Music: Stereolab :: Seeperbold

10 Replies to “Top to Bottom”

  1. I’m an adamant bottom-poster. This probably stems from the fact that I’m a longtime Usenet user, and on Usenet top-posting leads to a total breakdown in thread cohesion. The same can be said of mailing lists.

    Also, top-posting goes against the logical flow of conversation. If you top-post, and so does the other person in the conversation, it might make it easier for the two of you to get to the meat of the conversation quickly, but as soon as someone else joins in (say you forward the last e-mail) they’re lost.

    Also, Microsoft products (Outlook and derivatives) encourage top-posting, and in some cases make it difficult to turn it off. To quote the Wikipedia article on top-posting:

    Microsoft has had a significant influence on top-posting by the ubiquity of its software; its email and newsreader software top-posts by default, and in several cases makes it difficult not to top-post; many users apparently have accepted Microsoft’s default as a de facto standard.

    Perhaps because of Microsoft’s influence, top-posting is more common on mailing lists and in personal email. Top-posting is viewed as seriously destructive to mailing-list digests, where multiple levels of top-posting are difficult to skip. It is, moreover, nearly irresistible to post an entire digest back to the mailing list, then top-post a reply to that message.

    If there’s one sure-fire way to tell if something is wrong, just see if Microsoft does it. If they do, it’s wrong. ;)

    Please reply to this comment below, or in-line. ;)

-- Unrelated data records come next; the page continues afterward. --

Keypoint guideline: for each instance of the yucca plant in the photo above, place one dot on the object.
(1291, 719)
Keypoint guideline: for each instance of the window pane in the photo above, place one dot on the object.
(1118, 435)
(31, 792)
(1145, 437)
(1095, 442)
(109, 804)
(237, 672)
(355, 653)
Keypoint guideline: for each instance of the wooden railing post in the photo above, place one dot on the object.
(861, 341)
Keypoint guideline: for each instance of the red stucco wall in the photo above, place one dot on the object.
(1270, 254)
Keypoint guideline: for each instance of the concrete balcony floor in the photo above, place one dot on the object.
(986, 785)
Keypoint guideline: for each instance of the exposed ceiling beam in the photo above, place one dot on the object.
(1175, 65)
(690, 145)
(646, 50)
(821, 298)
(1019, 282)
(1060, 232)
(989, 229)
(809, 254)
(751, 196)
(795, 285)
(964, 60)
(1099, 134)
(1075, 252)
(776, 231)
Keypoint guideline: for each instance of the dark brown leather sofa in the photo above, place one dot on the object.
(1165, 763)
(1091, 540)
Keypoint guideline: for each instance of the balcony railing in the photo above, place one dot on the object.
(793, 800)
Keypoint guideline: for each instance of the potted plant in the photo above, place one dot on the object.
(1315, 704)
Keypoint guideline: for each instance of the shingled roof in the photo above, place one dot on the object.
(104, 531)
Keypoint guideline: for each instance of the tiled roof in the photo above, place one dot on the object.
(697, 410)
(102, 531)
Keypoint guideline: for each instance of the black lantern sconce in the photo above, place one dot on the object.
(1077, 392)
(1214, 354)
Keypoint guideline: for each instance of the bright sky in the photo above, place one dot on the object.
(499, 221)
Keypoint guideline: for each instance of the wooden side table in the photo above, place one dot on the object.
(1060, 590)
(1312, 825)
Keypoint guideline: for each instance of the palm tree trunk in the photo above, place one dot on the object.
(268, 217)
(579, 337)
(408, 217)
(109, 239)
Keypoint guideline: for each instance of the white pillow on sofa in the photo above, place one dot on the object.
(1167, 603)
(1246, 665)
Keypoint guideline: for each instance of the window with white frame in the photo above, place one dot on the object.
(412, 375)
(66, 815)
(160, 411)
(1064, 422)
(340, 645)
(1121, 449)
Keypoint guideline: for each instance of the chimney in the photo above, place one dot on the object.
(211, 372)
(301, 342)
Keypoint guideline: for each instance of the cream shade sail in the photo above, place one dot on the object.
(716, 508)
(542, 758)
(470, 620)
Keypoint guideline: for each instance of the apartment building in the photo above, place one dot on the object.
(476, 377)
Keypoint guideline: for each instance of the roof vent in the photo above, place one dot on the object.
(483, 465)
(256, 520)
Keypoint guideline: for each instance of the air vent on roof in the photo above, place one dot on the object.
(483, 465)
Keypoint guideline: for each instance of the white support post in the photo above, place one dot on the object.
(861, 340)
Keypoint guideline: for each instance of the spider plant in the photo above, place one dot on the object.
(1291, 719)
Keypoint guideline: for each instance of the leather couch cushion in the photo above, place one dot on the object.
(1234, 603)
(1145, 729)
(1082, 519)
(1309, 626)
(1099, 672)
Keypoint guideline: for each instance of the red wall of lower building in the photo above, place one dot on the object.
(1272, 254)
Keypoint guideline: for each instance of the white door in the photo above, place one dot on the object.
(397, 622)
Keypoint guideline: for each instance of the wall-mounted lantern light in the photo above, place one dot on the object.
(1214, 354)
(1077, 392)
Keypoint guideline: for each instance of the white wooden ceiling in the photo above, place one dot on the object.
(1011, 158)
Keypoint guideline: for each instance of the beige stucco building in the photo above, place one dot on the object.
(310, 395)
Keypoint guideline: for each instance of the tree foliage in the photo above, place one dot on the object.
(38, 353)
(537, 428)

  2. A friend of mine has complained that *any* inter-textual replying ‘plays hob’ with his dyslexic tendancies so for him I wind up addressing his points by reference at the top of the page

    Why the top? Newspaper format. The most important stuff is first, and the rest is there as reference.

    From choice, I respond after paragraphs from laziness – it saves me summarizing the original author’s point.

    Jim

  3. mnep, good point – The default configuration for all blogging software that I know if is reverse chron for stories, forward chron for comments on those stories.

  4. I was actually a big fan of interspersing replies. It made it a lot easier to address individual arguments or questions with a decent response or rebuttal.

    But, much of this was back in the days of comp.sys.amiga.advocacy, which was three platforms ago for me…;)

    And none of this images from smilies either.

    The ironic thing is that not too long ago I found an old OctaMed song (Rainlight) and converted it to AAC: this track came on while I was writing this reply.

    I think iTunes is spying on me.

  5. Bottom Posting also encourages Cropping of non-contextual content.
    If I only want to discuss one aspect of a post, I’ll trim all other paragraphs, and place my response after that particular paragraph. It adds context to my comment.

    There’s nothing worse than receiving an email from someone which is multiple Megabytes in size, but only contains about 30 Kilobytes of relevant information.

    Bottom posting is also used by all Major IM Clients, as well as IRC.

  6. I top-post with lawyers and bottom post with programmers… and pshaw to the criticism that it interrupts the flow of conversation… if we were conversing, we’d be interrupting each other anyway.

  7. At the beginning of the year, I worked with a client, a “C-level executive” who used Outlook. She despised bottom-posting, and complained multiple times when I did it instinctively.

    But, what she was really complaining about was that she didn’t want the details. What she wanted was a 1-2 sentence answer, at the top of the message, so she could open, read, and delete.

    So, sometimes it’s not the style, it’s the amount of detail. Usenet-style point-by-point discussions rarely work well in a top-posting style, but if you’re writing to a “C-level” super-important-person-whose-time-must-not-be-wasted, top posting info-bits is the way to go.

    Hated working for her…

  8. It’s not just Microsoft – Gmail encourages top-posting too hiding text that repeats from message to message and by collecting replies into “conversations” so you can easily scan the original. Though I’m a programmer, I buck the trend and generally top-post unless there’s a *really* good reason to do otherwise.